I love my TRIBE dinners, but there’s something to be said about the open ones.
I say this because I was the youngest one at dinner on Friday. By about 25 years.
I knew it was an open dinner, so when I got there and our host whispered to me that she had invited other young people, but none of them accepted…I was a bit worried.
I’ve written about how sometimes because I didn’t convert, I feel like a fraud going to events without J. I know they accept me, I know I belong, but it’s just that hump internally I’m trying to get over. But I was there and no turning back now.
And let me tell you it was the most fantastic dinner party I’ve ever been to. At the beginning of the night, I was ask to light the Shabbat candles by the Rabbi in honor of my upcoming wedding which was just a week away! I made a joke about how it was going to be good practice for the next weekend with our unity candle.

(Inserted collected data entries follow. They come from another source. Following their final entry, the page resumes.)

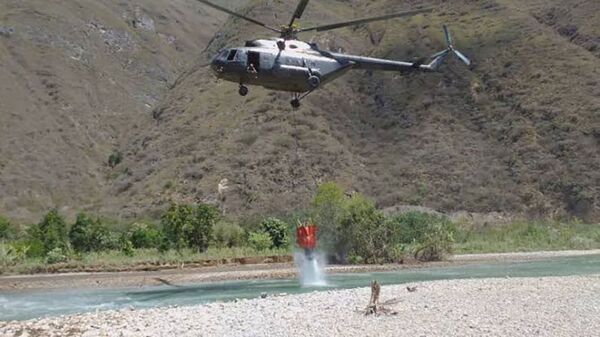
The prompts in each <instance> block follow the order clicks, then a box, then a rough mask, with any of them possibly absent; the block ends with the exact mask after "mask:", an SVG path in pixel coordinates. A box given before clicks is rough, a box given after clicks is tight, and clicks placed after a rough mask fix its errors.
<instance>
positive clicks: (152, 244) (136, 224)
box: [129, 223, 162, 249]
mask: <svg viewBox="0 0 600 337" xmlns="http://www.w3.org/2000/svg"><path fill="white" fill-rule="evenodd" d="M129 240H130V241H131V243H132V244H133V247H134V248H136V249H140V248H158V246H160V244H161V242H162V234H161V233H160V231H159V230H157V229H155V228H153V227H151V226H148V225H146V224H144V223H135V224H133V226H132V228H131V229H130V230H129Z"/></svg>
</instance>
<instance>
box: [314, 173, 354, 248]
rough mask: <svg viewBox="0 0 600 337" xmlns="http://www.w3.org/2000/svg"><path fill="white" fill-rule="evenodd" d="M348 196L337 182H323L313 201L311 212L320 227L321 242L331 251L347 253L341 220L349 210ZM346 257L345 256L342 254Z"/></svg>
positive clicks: (317, 188) (319, 241) (318, 226)
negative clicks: (347, 210)
mask: <svg viewBox="0 0 600 337" xmlns="http://www.w3.org/2000/svg"><path fill="white" fill-rule="evenodd" d="M347 204H348V197H347V196H345V195H344V191H343V190H342V189H341V188H340V187H339V186H338V185H336V184H335V183H323V184H321V185H319V187H318V188H317V193H316V195H315V197H314V198H313V200H312V203H311V214H312V218H313V219H314V221H315V223H316V224H317V225H318V227H319V232H318V235H319V242H321V243H323V244H324V247H323V248H325V249H326V250H328V251H329V252H335V253H341V254H342V255H345V252H343V251H344V246H345V245H346V243H344V242H343V241H344V240H343V238H342V237H340V235H339V234H340V232H339V231H340V229H341V221H342V219H343V218H344V216H345V215H346V212H347ZM342 259H344V256H342Z"/></svg>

Well wouldn’t you know — it sparked an interfaith marriage discussion that night.
Interfaith discussions usually goes one of two ways.
- Everyone talks about how it’s in their lives, everyone is respectful, people are understand, everyone leaves learning more.

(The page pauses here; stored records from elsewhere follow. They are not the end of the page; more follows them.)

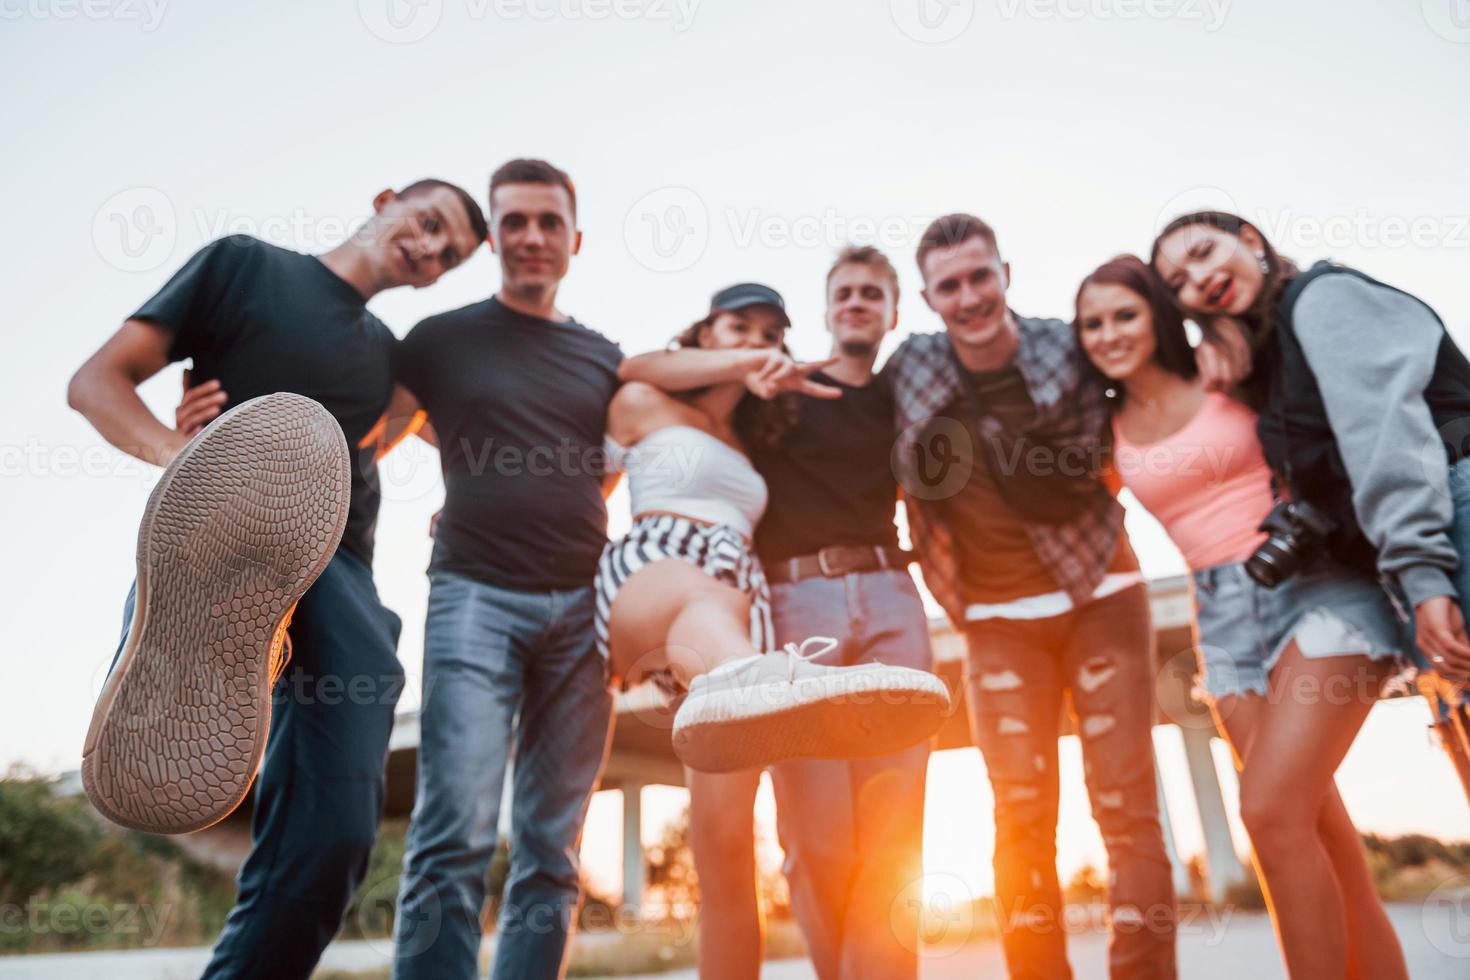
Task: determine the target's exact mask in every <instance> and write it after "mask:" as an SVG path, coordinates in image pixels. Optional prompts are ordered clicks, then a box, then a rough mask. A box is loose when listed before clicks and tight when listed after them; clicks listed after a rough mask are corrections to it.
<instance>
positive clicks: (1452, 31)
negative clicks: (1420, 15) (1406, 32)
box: [1420, 0, 1470, 44]
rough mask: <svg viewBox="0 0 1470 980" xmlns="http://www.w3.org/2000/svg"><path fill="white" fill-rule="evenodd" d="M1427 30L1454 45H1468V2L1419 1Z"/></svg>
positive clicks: (1468, 40) (1468, 18)
mask: <svg viewBox="0 0 1470 980" xmlns="http://www.w3.org/2000/svg"><path fill="white" fill-rule="evenodd" d="M1420 7H1421V9H1423V13H1424V24H1427V25H1429V29H1430V31H1433V32H1435V34H1438V35H1439V37H1442V38H1445V40H1446V41H1454V43H1455V44H1470V0H1420Z"/></svg>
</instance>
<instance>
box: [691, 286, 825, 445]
mask: <svg viewBox="0 0 1470 980" xmlns="http://www.w3.org/2000/svg"><path fill="white" fill-rule="evenodd" d="M719 314H720V311H719V310H714V311H711V313H710V314H709V316H707V317H704V319H703V320H695V322H694V323H691V325H689V326H686V328H685V329H684V332H681V334H679V335H678V336H675V338H673V339H672V341H670V342H669V348H670V350H682V348H698V347H704V344H703V339H704V335H706V331H709V329H710V328H711V326H714V317H717V316H719ZM781 353H782V354H785V356H788V357H789V356H791V351H789V350H788V348H786V344H785V341H782V344H781ZM704 391H709V388H707V386H706V388H695V389H694V391H684V392H678V394H675V395H673V397H675V398H681V400H684V401H688V400H691V398H694V397H697V395H700V394H701V392H704ZM800 417H801V403H800V400H798V398H797V395H795V392H791V391H784V392H781V394H779V395H776V397H775V398H772V400H770V401H766V400H764V398H757V397H756V395H753V394H748V392H747V395H745V397H744V398H741V400H739V401H738V403H736V404H735V414H734V416H732V419H731V422H732V426H734V429H735V435H738V436H739V441H741V442H744V444H745V448H747V450H775V448H779V447H781V441H782V439H784V438H785V436H786V432H789V430H791V429H794V428H795V425H797V422H798V420H800Z"/></svg>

- People who are very against interfaith relationships express those feelings, people who have interfaith relationships in their lives are hurt, everyone is upset.
I’ve been involved in both where I’ve had to defend my relationship to strangers. And they’re never going to change their mind! People who think J is wrong for marrying me or that I’m “stealing a good Jewish man and should be ashamed of myself” (an actual thing once said to me) aren’t going to come around. And that’s ok. It hurts…but I’m not going to not be with J because someone says I shouldn’t be.
I’m happy to say that this dinner was the first by far. Our host is a Jew by Choice who converted when she was engaged to her husband. Three of the older women there had children who had married non-Jews and all had struggled with the idea initially. One woman, who was my mom’s age had never converted, but married her Jewish husband despite being widowed and a semi-practicing Catholic was involved in all aspects of Jewish life.
What I found most interesting though, since all them had Jewish grandchildren, was the respect and admiration that they had for the parents of their children in-law. To me, that was the most amazing part. Many of them had started of worried, some of them against their children’s relationships with non-Jews. After consulting with Rabbis, they realized things were going to be ok. And it was. Not because their grandchildren are Jewish, but because they love them all the same and they figured out that was most important.
I was answering questions about my ceremony not because I had to defend them, but because there is no “interfaith wedding template” so they wanted to compare experiences. It felt good to be a part of a group that could have a discussion on a complex topic with seven people having seven different experiences and nobody felt like anyone was doing it wrong.
It was nice to hear so many different perspectives and how interfaith relationships have affected different people’s lives. In truth, I didn’t know what to expect when I got out of my and and was met by a lovely pair of newly weds in their 70’s. But I’m glad I went. Because it showed that my community is one of understanding, love and support. By no means am I an outsider because I wasn’t born Jewish and didn’t choose to convert. They’re mine and I can’t wait to see what’s next for us.